Failure to Follow Physician Orders and Proper Use of Bed Rails
Penalty
Summary
The facility failed to ensure the proper use and adherence to physician's orders regarding bed rails for six residents. In multiple instances, residents were observed with bed rails in the half-length position when physician orders specified quarter-length rails. This discrepancy was confirmed through interviews with nursing staff and the Director of Nursing, who acknowledged that the bed rails in use did not match the orders. Additionally, some staff members demonstrated a lack of understanding regarding the differences between quarter, half, and full side rails, further contributing to the improper use of bed rails. Several residents involved had significant cognitive impairments and were dependent on staff for most activities of daily living, including transfers, hygiene, and dressing. The residents had diagnoses such as dementia, Alzheimer's disease, depression, schizophrenia, osteoporosis, hemiplegia, and sepsis.

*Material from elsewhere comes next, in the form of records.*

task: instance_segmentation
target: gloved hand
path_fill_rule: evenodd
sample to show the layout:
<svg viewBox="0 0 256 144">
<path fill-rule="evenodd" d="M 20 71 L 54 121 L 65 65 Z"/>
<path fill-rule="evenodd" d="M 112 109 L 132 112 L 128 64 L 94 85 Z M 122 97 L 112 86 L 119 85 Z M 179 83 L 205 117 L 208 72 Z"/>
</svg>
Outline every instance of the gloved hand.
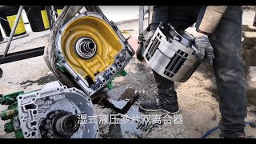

Care plans and physician orders for these residents consistently indicated the need for quarter-length side rails to assist with mobility and repositioning, with instructions to monitor for potential entrapment. However, observations revealed that half-length rails were used instead, and the required monitoring and risk assessments were not adequately performed or documented. As a result of these failures, one resident experienced an incident where they became trapped on the bed rail, resulting in a cut on the nose bridge and a precarious position with the upper body off the bed and head touching the floor. The facility's own policies required a person-centered approach, correct installation, and maintenance of bed rails, as well as adherence to physician orders. The lack of compliance with these policies and orders placed multiple residents at risk for entrapment and injury.